TITLE:
Prognostic and Predictive Value of Pretreatment Derived Neutrophil-to-Lymphocyte Ratio in Non-Small-Cell Lung Cancer Patients Treated with an Immune Checkpoint Inhibitor
AUTHORS:
John Kucharczyk, Caitlin Sullivan, Jonathan Lu, Andrew Kolomensky, Edward Peters, Marc R. Matrana
KEYWORDS:
Clinical Marker, PD-1 Inhibitor, Immunotherapy, Nivolumab, Pembrolizumab
JOURNAL NAME:
Journal of Cancer Therapy,
Vol.9 No.1,
January
25,
2018
ABSTRACT: Background: Immune checkpoint inhibitors produce prolonged
responses in select non-small cell lung cancer (NSCLC) patients, however the
identification of patients most likely to benefit is difficult. Pretreatment derived neutrophil-to-lymphocyte
ratio (dNLR) is an easily calculated marker available in routine clinical care
that has shown prognostic value in many cancer treatment settings, but its
association with survival in NSCLC patients treated with immune-checkpoint
inhibitors is less understood.

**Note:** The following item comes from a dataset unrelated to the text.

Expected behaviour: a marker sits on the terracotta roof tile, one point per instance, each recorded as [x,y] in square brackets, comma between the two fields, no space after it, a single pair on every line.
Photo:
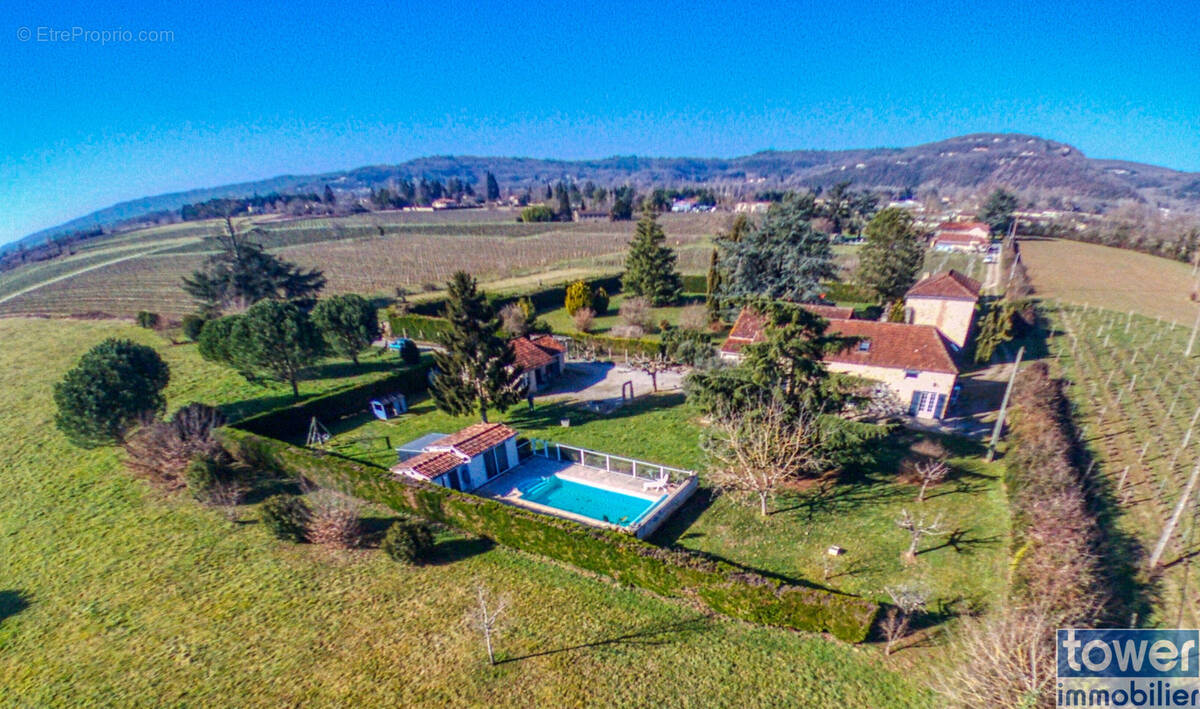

Patients and Methods: We retrospectively reviewed 72 NSCLC patients receiving either nivolumab or pembrolizumab between
3/1/15 and 3/1/17 with a median follow-up time
of 5.1 months. Patients were compared using Cox proportional hazards models to
detect an association between pretreatment dNLR 3 vs ≥3
on overall survival (OS), progression-free survival (PFS) and overall response
rate. Results: Median age was 65 (range: 41 - 86),
65% were male, 40% received ≥ 2 prior
systemic therapies and 14% had an Eastern Cooperative Oncology Group
Performance Status (ECOG PS) ≥ 2. Pretreatment dNLR ≥ 3 was
independently associated with shortened OS (median 3.6 vs 8.5 months; HR: 5.4;
95% CI: 2.0 - 14.6; p = 0.001) and PFS (median 2.1 vs 3.4; HR: 2.3; 95% CI: 1.1 - 4.8; p
= 0.027). Conclusion: Pretreatment
dNLR ≥ 3 was independently associated with inferior survival in NSCLC treated
with immune checkpoint inhibitors in routine
practice. Prospective verification of this marker is warranted as it could serve as an inexpensive and widely-available marker for identifying NSCLC
patients most likely to benefit from PD-1 inhibitors.